La primera mentira
No hay momento más desagradable en el año según las costumbres sociales del país en el que vivo que la cabalgata del día cinco de enero. No, no tengo ningún trauma asociado a este evento, vaya esto por delante. Nadie me pisó ni me robó los caramelos en alguna acera mojada por la lluvia. Ni me pasó una rueda de un remolque disfrazado de barco pirata por encima del pie. No es nada de eso. No ha hecho falta.
Nunca he visto con agrado el tema este de los magos estos o el Nicolás aquel. Ya de pequeño, cuando no entendía nada, veía con malos ojos que un señor –o varios- entrase en mi habitación por la noche a dejar paquetes.
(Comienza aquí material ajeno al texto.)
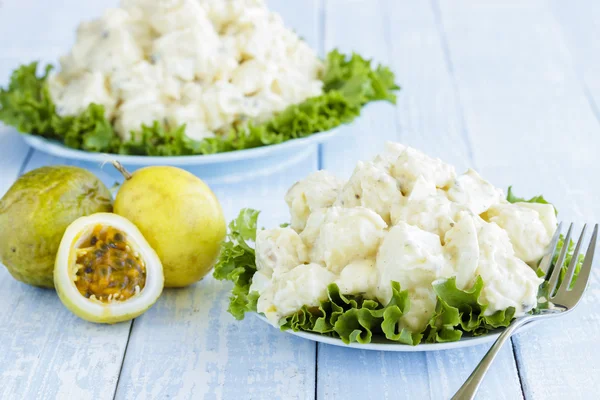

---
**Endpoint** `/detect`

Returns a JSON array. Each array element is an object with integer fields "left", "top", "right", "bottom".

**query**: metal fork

[{"left": 452, "top": 222, "right": 598, "bottom": 400}]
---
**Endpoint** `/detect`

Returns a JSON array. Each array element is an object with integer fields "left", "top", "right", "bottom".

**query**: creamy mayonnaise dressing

[
  {"left": 284, "top": 171, "right": 344, "bottom": 232},
  {"left": 253, "top": 142, "right": 550, "bottom": 331},
  {"left": 48, "top": 0, "right": 324, "bottom": 141}
]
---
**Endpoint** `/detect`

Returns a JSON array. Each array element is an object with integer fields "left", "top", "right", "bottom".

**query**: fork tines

[{"left": 544, "top": 223, "right": 598, "bottom": 306}]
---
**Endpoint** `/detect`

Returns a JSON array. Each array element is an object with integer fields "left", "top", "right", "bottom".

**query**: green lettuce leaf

No los regalos, claro. Estos me han encantado siempre, pero más desde que sé que me los hacen mi familia y mis amigos. Por eso no entiendo por qué esta persistencia en hacer creer a los niños que unos señores mitológicos les traen juguetes porque sí (lo de traerlos por ser bueno todavía me parece peor, pero eso da para otro día). Esta mentira, innecesaria, mantiene a los niños engañados durante años, incluso cuando ya con uso de razón sus padres mantienen la perversión haciendo sufrir a la criatura un desengaño irracional el día que se enteran del absurdo abuso de autoridad.
Y además es innecesario e improductivo porque ¿qué gana nadie? Discrepo, claro, de los que argumentan la ilusión que hace a los niños el asunto. A los niños les hace ilusión que les regalen cosas, pero no especialmente que los traigan unos señores desconocidos. Es más, me atrevo a decir que la alegría es superior si cuando los niños van a casa de los tíos a buscar los regalos saben que han sido éstos los que se los han comprado, y no la absurda historia de que un señor que estuvo anoche en su cuarto, en vez de dejarles todos allí, les ha llevado el tren eléctrico a otro sitio que está, quizá, a cientos de quilómetros.
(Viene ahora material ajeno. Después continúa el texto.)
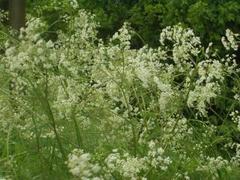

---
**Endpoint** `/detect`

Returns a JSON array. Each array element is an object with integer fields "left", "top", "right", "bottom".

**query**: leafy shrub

[
  {"left": 10, "top": 0, "right": 238, "bottom": 50},
  {"left": 129, "top": 0, "right": 240, "bottom": 47}
]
Y aún iría más allá. Porque a los niños les hacen ilusión pero ¿y a los mayores? Qué quiere usted que le diga. A mí cada año me apetece más abrir los regalos que me han hecho. Y sé positivamente quién ha comprado cada uno, no hace falta que me lo digan. Pero eso no empeora la experiencia. Al contrario, no hay mejor mañana en el año que la del seis, en la que todos los regalos alfombran la sala y durante media hora un caos de papel y bolsas reina en el suelo. Compensa, con creces, el despropósito de compras de los días anteriores. Pero es un placer adulto que creo que los niños no entienden. Es más, los educaría si de mí dependiese –por suerte para todos no es así- en el placer del regalo durante todo el año pero prohibiría su participación en esta fiesta hasta que tuviesen autonomía para comprar regalos y colaborar activamente en el festín. Mientras tanto a entretenerse con chocolate y roscón o lo que proceda.
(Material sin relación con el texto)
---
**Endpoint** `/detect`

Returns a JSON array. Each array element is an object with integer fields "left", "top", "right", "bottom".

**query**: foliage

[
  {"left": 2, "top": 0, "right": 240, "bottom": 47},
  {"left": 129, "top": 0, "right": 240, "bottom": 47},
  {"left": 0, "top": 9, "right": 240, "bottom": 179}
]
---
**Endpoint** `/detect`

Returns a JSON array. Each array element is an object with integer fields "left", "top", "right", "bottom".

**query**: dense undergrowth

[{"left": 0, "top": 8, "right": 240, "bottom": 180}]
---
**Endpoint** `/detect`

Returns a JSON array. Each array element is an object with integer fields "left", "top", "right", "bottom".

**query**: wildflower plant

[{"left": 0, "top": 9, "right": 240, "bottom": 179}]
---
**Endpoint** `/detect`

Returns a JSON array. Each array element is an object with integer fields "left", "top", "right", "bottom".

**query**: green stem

Y mientras no se imponga la cordura y se prohíban los disfraces siniestros de magos o papanoeles que asustan a la gente y dejen de salir en procesión en cabalgata los concejales, alcaldes o quien sea con sus barbas doradas postizas, mientras sigan formándose hordas de niños desbocados y tomen las calles sin concierto, seguiré utilizando el único remedio que tengo a mano: desaparecer de la ciudad durante esas horas; montar en el coche y no volver hasta que no queden caramelos en el suelo y el último monstruito se haya retirado a su casa con la falsa creencia de que unos desconocidos le van a regalar cosas durante esa noche.